Clarifying the chain of responsibility within departments. The sequence of departments through which a project or request must pass within an institution, and the maximum response time at each stage, should be predefined and made digitally traceable. To reduce the risk that an initiative approved by senior management is not embraced at lower levels, performance evaluation criteria should include indicators of alignment with institutional objectives.
Adopting a single point-of-contact model. Particularly in international partnerships, a single official point of contact should be designated for external stakeholders; this person or unit should be responsible for coordinating among all relevant internal institutions and departments. This model removes the burden on external stakeholders of having to re-explain the process from scratch each time.

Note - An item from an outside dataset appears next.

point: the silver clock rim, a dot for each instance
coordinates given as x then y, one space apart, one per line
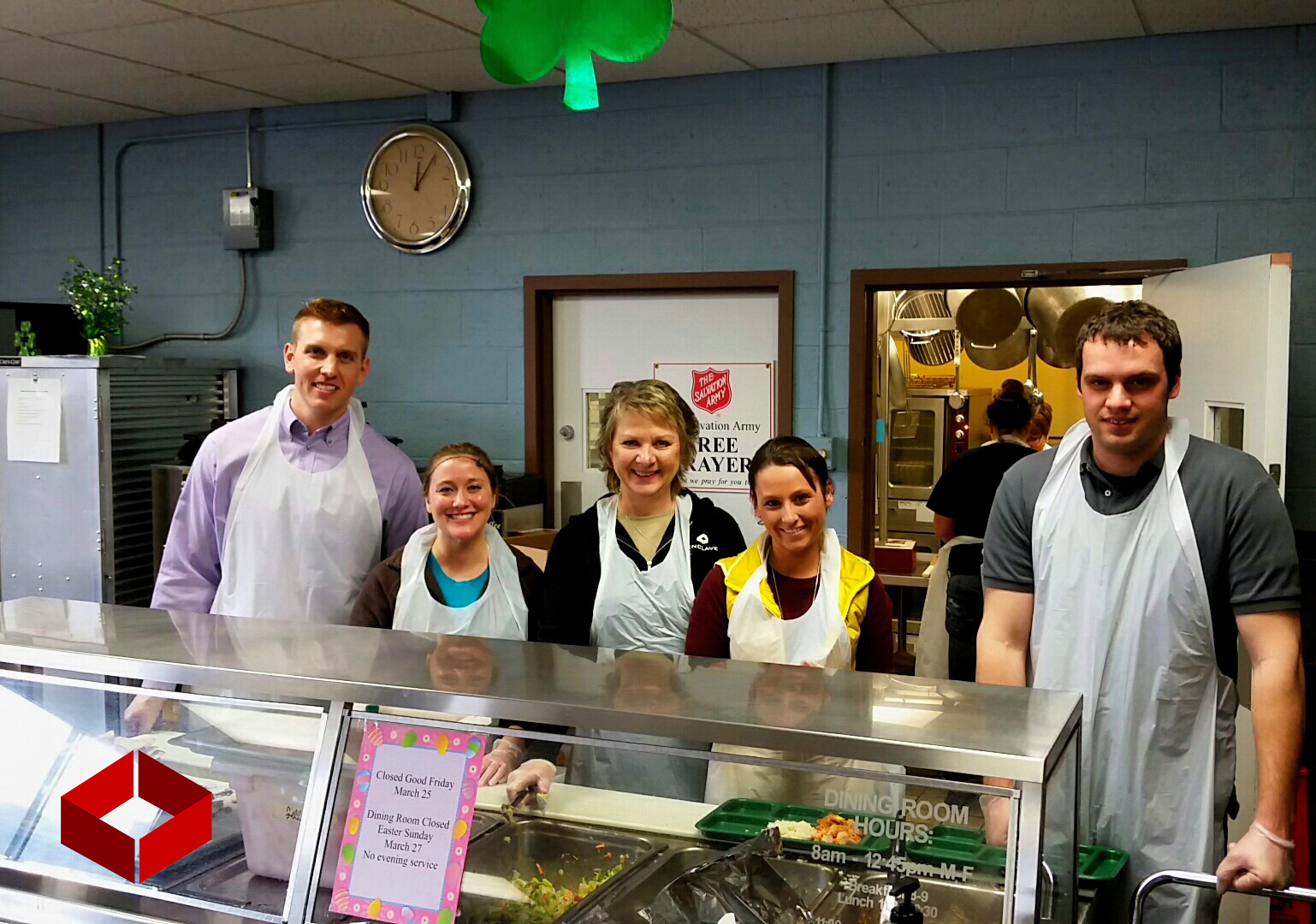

Securing service standards and maximum response-time commitments through legal or administrative regulation.Response times for applications or requests should be based not on arbitrary promises but on institutional regulations that are reported on and monitored in the event of non-compliance.
Preserving institutional memory during staff rotation. Handover protocols should be implemented to ensure that accumulated knowledge from prior processes is systematically transferred to incoming staff whenever personnel change.
Establishing a regular external stakeholder feedback mechanism. Regular feedback on institutional functioning should be collected from international partners, investors, and civil society organizations, and this feedback should be incorporated as concrete input into institutional improvement plans.
Conclusion
The fundamental problem facing health ministries across the post-Soviet space is not a lack of vision or intent at the senior leadership level; in most cases, officials are open to reform and willing to cooperate. The real weakness lies in the inadequacy of implementation discipline at the staff and departmental level — in other words, in a general state of fragmentation. Strategic decisions made at the top fail to translate into action on the ground because of communication breakdowns between departments and institutions, and because of a lack of ownership at the staff level. This directly affects both the quality of internal governance and the sustainability of international partnerships.
Strengthening institutional coordination, establishing a written and traceable communication culture, clarifying chains of responsibility, and institutionalizing accountability mechanisms are not merely bureaucratic improvements — they are among the fundamental building blocks of a health system’s international credibility and reform capacity. A strong vision can only produce lasting results when it is carried by a solid institutional architecture.